The level of customisation on the X-T2 is sublime. Head into the setup menu and enter the button/dial settings and you will be able to assign different tasks to one of the six customizable function buttons around the body. In addition, it’s possible to assign new roles to the rear AE-L and AF-L buttons. In use, I found myself assigning AF-ON to the AE-L button at the rear of the camera for back-button focusing and set wireless communication to the Fn1 button on the top plate to initiate a faster Wi-fi connection, with my mobile devices running the Fujifilm camera remote app.
In similar fashion to the X-Pro2, the X-T2 benefits from dual card slots at the side behind a larger weather-sealed door with a catch to prevent it from opening unexpectedly. It supports the high-speed USH-II standard, and as well as being able to backup both cards simultaneously, you can set the camera to switch to the second card when the first is full, record raw files to one and JPEGs to the other, and specify which you’d prefer to use for recording movie footage. Another minor alternation involves the exposure-compensation dial that now has a ‘C’ setting. This setting gives users the opportunity to dial in up to +/-5EV using the front command dial and check what it’s set to via a small exposure scale that’s presented on the left edge of the screen/EVF. Turning the camera upside down also reveals the tripod thread is now in line with the camera’s optical axis where it was previously offset on the X-T1.
The X-T2 is fractionally larger and heavier than the X-T1, but when you shut your eyes and pick up one and then the other you really can’t tell the difference. The handgrip fits the average-sized hand very well, and most importantly, it’s a camera that’s extremely comfortable to hold over prolonged spells. While the feel of it in the hand can’t be faulted, the only thing about the camera I’d change if given the option would be the way ISO sensitivity is controlled from the top plate ISO dial.
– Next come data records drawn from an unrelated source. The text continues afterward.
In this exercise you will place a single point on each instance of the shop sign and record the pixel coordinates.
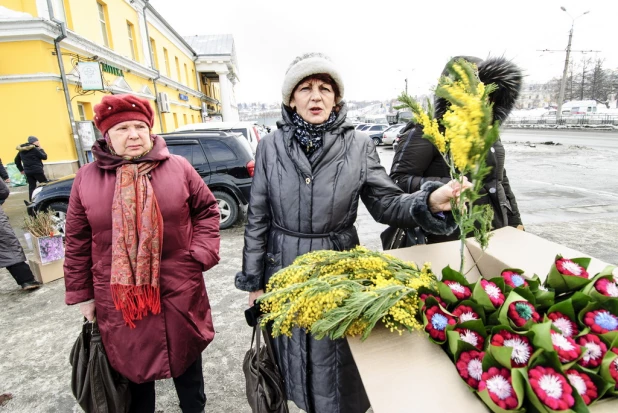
(90, 76)
(111, 69)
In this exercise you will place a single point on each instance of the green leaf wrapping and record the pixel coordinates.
(516, 382)
(482, 298)
(591, 290)
(503, 354)
(429, 302)
(609, 358)
(548, 359)
(449, 274)
(453, 337)
(566, 283)
(611, 306)
(602, 385)
(503, 313)
(542, 340)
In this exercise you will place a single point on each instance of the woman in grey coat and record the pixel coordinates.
(12, 255)
(309, 176)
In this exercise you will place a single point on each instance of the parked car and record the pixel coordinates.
(224, 160)
(390, 134)
(375, 132)
(400, 136)
(249, 130)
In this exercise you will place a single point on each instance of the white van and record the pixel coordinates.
(248, 129)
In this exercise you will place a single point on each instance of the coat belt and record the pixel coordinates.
(331, 235)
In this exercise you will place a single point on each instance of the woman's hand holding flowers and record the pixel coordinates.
(440, 199)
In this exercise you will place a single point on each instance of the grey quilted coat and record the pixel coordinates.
(11, 251)
(299, 206)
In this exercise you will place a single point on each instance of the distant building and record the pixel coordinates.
(106, 46)
(218, 68)
(534, 95)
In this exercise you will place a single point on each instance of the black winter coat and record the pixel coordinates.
(11, 251)
(417, 161)
(299, 206)
(3, 173)
(30, 159)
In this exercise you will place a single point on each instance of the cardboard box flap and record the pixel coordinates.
(408, 373)
(528, 252)
(439, 255)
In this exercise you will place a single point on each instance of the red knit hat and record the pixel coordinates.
(115, 109)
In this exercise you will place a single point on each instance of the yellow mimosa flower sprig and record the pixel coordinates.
(339, 294)
(463, 136)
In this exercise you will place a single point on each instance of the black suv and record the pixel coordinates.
(224, 160)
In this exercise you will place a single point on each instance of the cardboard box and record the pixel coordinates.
(48, 272)
(408, 373)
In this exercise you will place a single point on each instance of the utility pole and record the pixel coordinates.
(81, 156)
(564, 73)
(566, 64)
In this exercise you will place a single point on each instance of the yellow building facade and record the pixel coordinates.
(137, 51)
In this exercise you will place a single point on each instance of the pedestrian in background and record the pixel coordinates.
(5, 177)
(417, 160)
(29, 161)
(12, 255)
(309, 176)
(3, 173)
(139, 268)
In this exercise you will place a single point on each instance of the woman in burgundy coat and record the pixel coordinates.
(141, 228)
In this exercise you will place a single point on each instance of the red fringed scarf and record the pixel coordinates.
(137, 237)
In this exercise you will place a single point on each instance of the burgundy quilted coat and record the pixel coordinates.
(165, 344)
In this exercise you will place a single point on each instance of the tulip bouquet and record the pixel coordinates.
(522, 345)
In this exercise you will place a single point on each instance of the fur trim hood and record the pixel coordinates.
(24, 147)
(505, 74)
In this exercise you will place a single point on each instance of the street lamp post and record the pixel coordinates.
(566, 63)
(406, 78)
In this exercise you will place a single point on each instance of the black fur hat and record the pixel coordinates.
(506, 75)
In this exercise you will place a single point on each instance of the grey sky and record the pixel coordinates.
(377, 44)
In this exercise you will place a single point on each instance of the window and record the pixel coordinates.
(58, 9)
(81, 111)
(84, 110)
(154, 57)
(219, 151)
(131, 36)
(198, 155)
(166, 61)
(103, 22)
(185, 151)
(192, 153)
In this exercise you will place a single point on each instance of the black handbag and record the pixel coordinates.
(97, 387)
(394, 238)
(264, 385)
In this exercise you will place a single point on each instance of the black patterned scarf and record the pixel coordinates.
(311, 136)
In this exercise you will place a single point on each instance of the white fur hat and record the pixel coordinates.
(305, 65)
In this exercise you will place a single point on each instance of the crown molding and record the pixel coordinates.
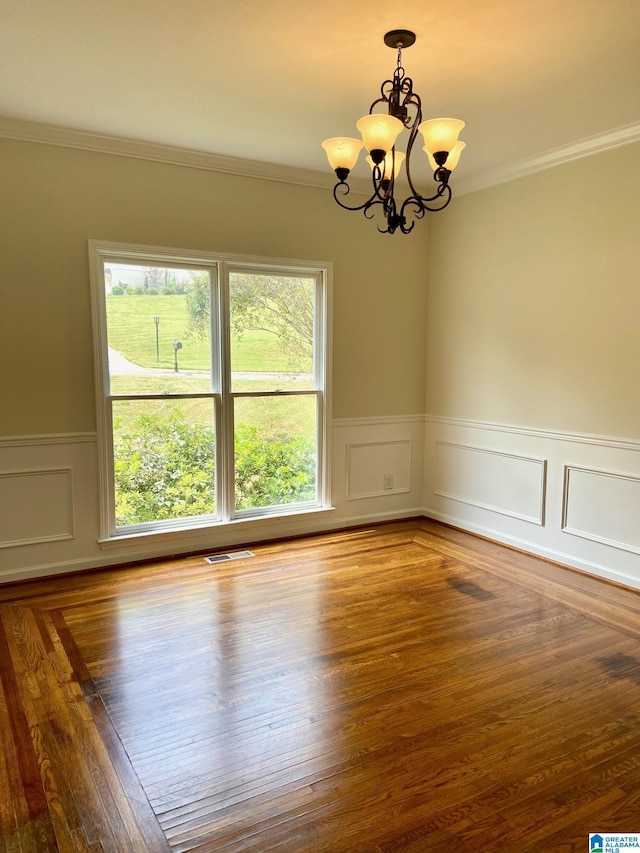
(63, 137)
(575, 151)
(27, 131)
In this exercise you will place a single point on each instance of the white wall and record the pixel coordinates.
(56, 199)
(533, 364)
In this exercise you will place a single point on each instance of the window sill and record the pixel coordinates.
(249, 526)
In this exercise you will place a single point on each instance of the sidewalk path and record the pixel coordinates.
(120, 366)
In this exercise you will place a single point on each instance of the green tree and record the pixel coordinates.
(272, 472)
(164, 468)
(281, 305)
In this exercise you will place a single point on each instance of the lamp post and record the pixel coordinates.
(176, 346)
(156, 320)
In hindsight, had Fujifilm introduced a ‘Q’ setting or such to the ISO dial, users could, if they wanted, override the top-plate dial and access ISO via the quick menu or assign it to a function button. This would get around the issue of pulling your hand away from supporting a heavy lens, which I found rather awkward at times with large zooms such as the Fujinon XF 100-400mm f/4.5-5.6 R LM OIS WR.